Und eine tradtionelle Videospielkritik mag „Beyond – Two Souls“‚ Narration somit ebenfalls überhaupt nicht folgen, wodurch sich letztlich auch die vielen negativen Wertungen ergeben haben dürften – da ähnlich wie schon in „L.A. Noire“ Entscheidungen nicht nur in kleinem Rahmen und Ausmaß von narrativem Mikromanagement getätigt werden wollen, sondern auch leider immer noch große Erzählungen und Auswirkungen bevorzugt werden. Zu erkennen, dass sich dadurch nunmal erst der assoziative und widersprüchliche Charakter des Spiels ergibt, ist diesem Zugang jedoch verwehrt: Widersprüche, welche „Beyond – Two Souls“ über Modernität hinausgehen lassen.

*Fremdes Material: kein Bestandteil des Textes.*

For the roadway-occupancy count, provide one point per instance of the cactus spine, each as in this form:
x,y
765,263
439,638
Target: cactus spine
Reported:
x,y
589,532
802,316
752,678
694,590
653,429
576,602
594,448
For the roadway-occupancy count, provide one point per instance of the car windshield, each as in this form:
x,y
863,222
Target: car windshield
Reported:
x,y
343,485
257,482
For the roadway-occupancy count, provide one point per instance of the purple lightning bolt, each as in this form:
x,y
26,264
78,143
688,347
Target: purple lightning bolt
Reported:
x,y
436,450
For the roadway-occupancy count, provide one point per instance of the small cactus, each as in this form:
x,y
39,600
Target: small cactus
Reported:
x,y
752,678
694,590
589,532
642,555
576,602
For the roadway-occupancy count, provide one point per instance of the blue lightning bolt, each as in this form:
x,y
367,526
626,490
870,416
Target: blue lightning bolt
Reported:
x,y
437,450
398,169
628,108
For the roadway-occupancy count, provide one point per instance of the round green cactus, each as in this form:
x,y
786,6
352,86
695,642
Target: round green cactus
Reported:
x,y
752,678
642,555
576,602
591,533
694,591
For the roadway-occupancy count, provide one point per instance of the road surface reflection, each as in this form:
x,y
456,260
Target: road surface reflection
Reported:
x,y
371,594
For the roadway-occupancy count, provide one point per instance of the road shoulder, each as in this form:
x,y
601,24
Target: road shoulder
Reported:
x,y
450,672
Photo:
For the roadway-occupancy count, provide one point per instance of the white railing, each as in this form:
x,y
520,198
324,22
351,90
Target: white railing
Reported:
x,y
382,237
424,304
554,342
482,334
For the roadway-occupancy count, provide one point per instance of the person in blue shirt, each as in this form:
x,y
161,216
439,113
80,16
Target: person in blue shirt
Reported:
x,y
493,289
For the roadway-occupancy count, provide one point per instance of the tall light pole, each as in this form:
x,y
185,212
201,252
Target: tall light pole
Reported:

Und viele viele Erinnerungen. Gerade auch die Kindheit betreffend. Ob in einer Schneeballschlacht oder beim Fantasiespiel mit Figurgen und Fahrzeugen im Kinderzimmer – statt Puppen und Autos zu sagen: besonders die Kindheit wird in „Beyond – Two Solls“ eindrucksvoll und erfrischend anders als in der Endzeit von „The Walking Dead“ oder „The Last of Us“ dargestellt. Auch dort geht es um eine „verlorene Kindheit“, nur wird diese hier nicht auf die Natur zurückgeworfen sondern hat eindeutig gezeichnete, vielleicht bisweilen nur etwas karikaturenhaft anmutende, soziale Gründe – den Umgang mit dem wilden Tier im Käfig betreffend. Dem vergeistigten Löwen Aiden der Jodie einmal als einen Teil von sich wie selbstverständlich beschützt, ein anderes Mal aber auch besitzergreifender Terror ist. Zustände in einem unnachahmlich beängstigendem Verhältnis zwischen protektivem jungem Nachwuchs und uraltem Schrecken. In jedem Fall aber Ursachen welche die Lithurgie des historischen David im virtuellen Käfig wiederkennen lassen: ob in „Omikron – The Nomad Soul“, „Fahrenheit“/“Indigo Prophecy“, „Heavy Rain“ oder eben hier – die aufgesetzte Technik des Paranormalen, die prägnanten Settings von Appartment-Wohnungen und neuerdings auch kleineren Häusern – sogar das wiederholte Duschen als Ritual der Reinigung.